Consequently, the term 'perceptual abstraction' which was coined by curator William Seitz on the occasion of The Responsive Eye, a 1965 Op Art show at MoMA in New York, is perfect to define Lee's predominant style. There is little doubt that his work bears similarities to the kind of vibrant, multi-focal optical effect that was approached by Larry Bell, Bridget Riley, Victor Vasarely and Richard Anuszkiewicz. Lee's works are therefore a very clear example of the 'remodernist' wave that characterises contemporary artistic production today. In Lee's version, the interest in Op Art's sharp angles and flat colours are enhanced by illusionistic artifices created through soft chromatic gradations developed in pasty, shiny consistencies.
She also makes use of the powerful visual appeal that is created when almost identical paintings are shown together or canvases containing specular images of geometric shapes are brought close together. Lee's canvases mark the passage of time as much as kinetic artworks: her geometric compositions, chromatic transitions and progressions of textures measure our sensations according to how long we observe each work. And they even become kinetic if we consider that these canvases require the spectator to move during the period of observation of the works in order to appreciate the optical effect they propose, and such request includes the human body within the system that allows generating the aesthetic experience.

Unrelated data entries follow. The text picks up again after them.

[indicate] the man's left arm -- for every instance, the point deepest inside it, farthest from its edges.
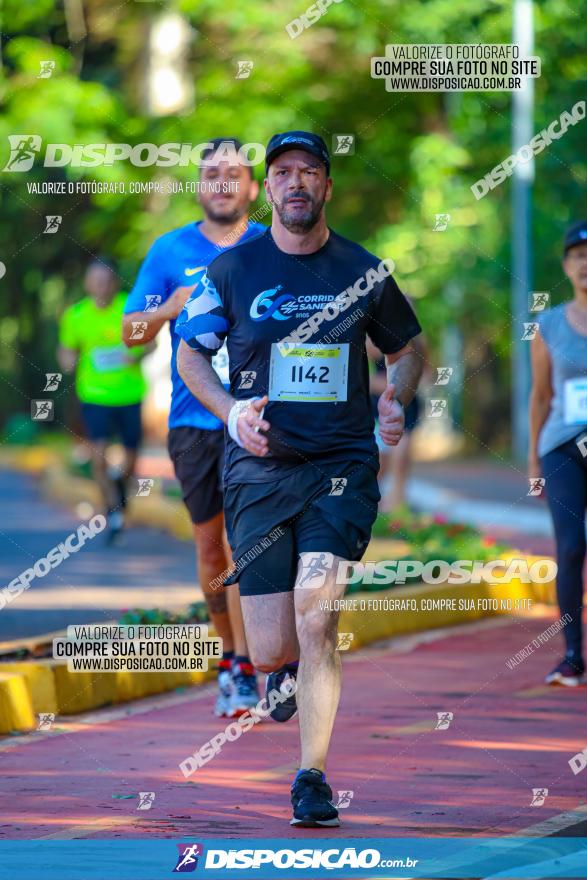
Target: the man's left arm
(395, 330)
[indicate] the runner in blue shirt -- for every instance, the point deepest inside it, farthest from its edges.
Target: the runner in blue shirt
(295, 306)
(172, 267)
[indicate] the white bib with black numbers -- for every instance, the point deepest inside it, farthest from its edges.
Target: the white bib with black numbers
(309, 374)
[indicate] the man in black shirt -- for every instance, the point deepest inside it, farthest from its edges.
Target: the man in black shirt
(295, 306)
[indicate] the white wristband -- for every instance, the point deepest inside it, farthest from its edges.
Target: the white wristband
(237, 408)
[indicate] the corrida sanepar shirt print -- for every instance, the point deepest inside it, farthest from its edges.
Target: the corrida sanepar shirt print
(295, 327)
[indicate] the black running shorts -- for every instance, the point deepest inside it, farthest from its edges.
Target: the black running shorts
(270, 524)
(198, 460)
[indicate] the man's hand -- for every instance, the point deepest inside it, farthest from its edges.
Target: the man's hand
(391, 417)
(249, 426)
(173, 306)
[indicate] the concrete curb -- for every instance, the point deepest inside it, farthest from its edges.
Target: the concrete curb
(30, 687)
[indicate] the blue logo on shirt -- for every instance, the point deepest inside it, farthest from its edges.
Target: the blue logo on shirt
(273, 308)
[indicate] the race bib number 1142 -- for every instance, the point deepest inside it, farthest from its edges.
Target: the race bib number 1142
(309, 374)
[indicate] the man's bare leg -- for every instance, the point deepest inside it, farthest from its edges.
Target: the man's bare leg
(319, 672)
(212, 562)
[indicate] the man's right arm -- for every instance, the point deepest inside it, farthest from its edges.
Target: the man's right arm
(154, 284)
(200, 377)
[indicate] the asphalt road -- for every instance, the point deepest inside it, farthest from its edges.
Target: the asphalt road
(151, 568)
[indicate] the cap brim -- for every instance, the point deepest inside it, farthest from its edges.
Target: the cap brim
(286, 148)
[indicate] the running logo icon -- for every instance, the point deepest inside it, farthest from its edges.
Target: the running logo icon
(244, 69)
(52, 381)
(443, 375)
(23, 149)
(46, 719)
(344, 799)
(138, 329)
(152, 302)
(315, 567)
(42, 410)
(437, 408)
(539, 795)
(539, 300)
(247, 379)
(187, 860)
(343, 144)
(52, 223)
(146, 800)
(272, 305)
(343, 641)
(47, 68)
(536, 485)
(338, 485)
(441, 222)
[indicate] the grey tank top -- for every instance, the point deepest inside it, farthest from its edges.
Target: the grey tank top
(568, 353)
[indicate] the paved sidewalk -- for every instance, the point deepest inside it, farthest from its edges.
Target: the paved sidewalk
(509, 735)
(151, 568)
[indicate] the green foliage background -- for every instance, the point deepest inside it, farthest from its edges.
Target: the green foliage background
(416, 155)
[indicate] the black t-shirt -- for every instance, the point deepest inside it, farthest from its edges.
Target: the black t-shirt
(295, 328)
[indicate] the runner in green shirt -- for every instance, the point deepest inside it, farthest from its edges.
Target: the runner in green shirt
(109, 381)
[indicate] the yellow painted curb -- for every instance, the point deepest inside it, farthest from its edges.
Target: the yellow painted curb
(81, 691)
(16, 709)
(154, 511)
(30, 459)
(40, 684)
(373, 615)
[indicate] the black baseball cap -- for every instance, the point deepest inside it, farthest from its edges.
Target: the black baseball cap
(575, 234)
(297, 140)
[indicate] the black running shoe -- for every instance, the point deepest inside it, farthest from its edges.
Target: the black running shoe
(283, 681)
(570, 672)
(311, 798)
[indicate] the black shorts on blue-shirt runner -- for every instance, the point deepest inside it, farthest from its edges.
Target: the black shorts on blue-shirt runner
(295, 327)
(102, 423)
(270, 524)
(198, 459)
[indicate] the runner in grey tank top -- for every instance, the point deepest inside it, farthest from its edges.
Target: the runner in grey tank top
(558, 443)
(567, 348)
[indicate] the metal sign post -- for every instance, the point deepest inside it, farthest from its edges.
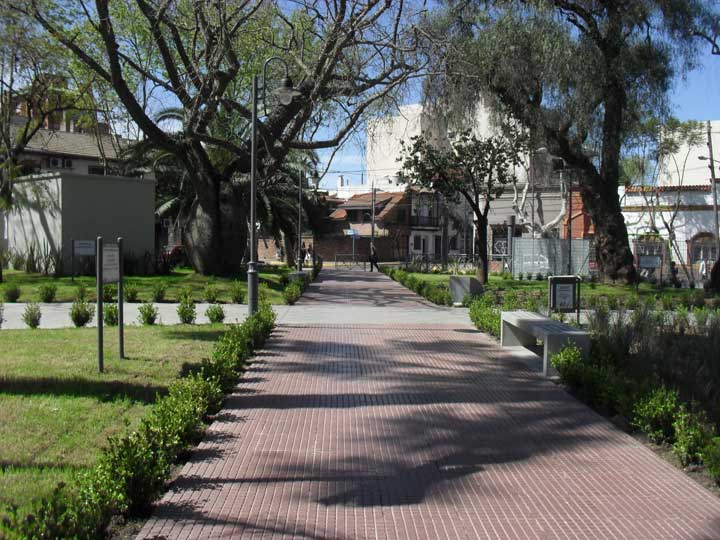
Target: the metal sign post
(99, 280)
(121, 333)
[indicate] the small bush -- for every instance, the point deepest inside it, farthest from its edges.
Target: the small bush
(186, 311)
(711, 458)
(11, 292)
(292, 293)
(158, 291)
(485, 316)
(32, 315)
(211, 294)
(109, 291)
(215, 313)
(237, 292)
(110, 314)
(701, 316)
(692, 435)
(148, 313)
(81, 313)
(47, 292)
(186, 295)
(130, 293)
(654, 414)
(80, 292)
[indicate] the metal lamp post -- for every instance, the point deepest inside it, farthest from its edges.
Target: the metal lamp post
(300, 257)
(711, 166)
(285, 95)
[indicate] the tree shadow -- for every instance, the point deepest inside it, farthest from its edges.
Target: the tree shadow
(103, 391)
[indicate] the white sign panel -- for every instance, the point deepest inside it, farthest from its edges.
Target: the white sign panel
(111, 263)
(564, 296)
(84, 247)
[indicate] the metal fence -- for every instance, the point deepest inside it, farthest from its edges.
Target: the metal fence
(550, 255)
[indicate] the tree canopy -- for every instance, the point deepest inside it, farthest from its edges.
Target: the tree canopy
(580, 75)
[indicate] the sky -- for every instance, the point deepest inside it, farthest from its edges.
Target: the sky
(697, 97)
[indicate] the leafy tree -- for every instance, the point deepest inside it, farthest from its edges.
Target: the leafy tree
(474, 168)
(347, 59)
(580, 75)
(34, 88)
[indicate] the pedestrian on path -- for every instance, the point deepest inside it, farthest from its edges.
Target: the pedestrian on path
(373, 257)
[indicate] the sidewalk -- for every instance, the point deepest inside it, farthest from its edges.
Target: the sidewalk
(407, 430)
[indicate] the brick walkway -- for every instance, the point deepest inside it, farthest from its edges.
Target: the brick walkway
(412, 431)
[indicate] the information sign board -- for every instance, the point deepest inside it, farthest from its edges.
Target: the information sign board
(649, 262)
(111, 263)
(564, 292)
(84, 247)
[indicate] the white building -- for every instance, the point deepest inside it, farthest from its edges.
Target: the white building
(680, 210)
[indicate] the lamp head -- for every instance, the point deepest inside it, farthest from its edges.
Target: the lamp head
(285, 93)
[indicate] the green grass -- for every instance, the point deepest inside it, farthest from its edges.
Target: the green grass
(178, 280)
(57, 411)
(587, 289)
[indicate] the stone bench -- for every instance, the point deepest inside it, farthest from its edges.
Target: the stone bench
(525, 327)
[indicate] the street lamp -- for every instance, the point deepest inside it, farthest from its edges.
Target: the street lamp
(716, 232)
(285, 94)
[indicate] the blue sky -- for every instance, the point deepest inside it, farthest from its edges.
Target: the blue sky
(695, 98)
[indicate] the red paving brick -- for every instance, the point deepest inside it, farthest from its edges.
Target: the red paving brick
(410, 432)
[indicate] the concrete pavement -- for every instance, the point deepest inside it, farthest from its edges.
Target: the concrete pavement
(416, 430)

The scientific matrix in Lee's work is expressed in a formalist way and without affecting the classical parameters of the pictorial tradition. The artist predominantly uses oil painting, and the 'content' of the works spills out of the canvas to occupy various positions in the field of semiotics without reneging on the two-dimensional format to be hung on the wall, which has always been a constitutive element of pictorial convention.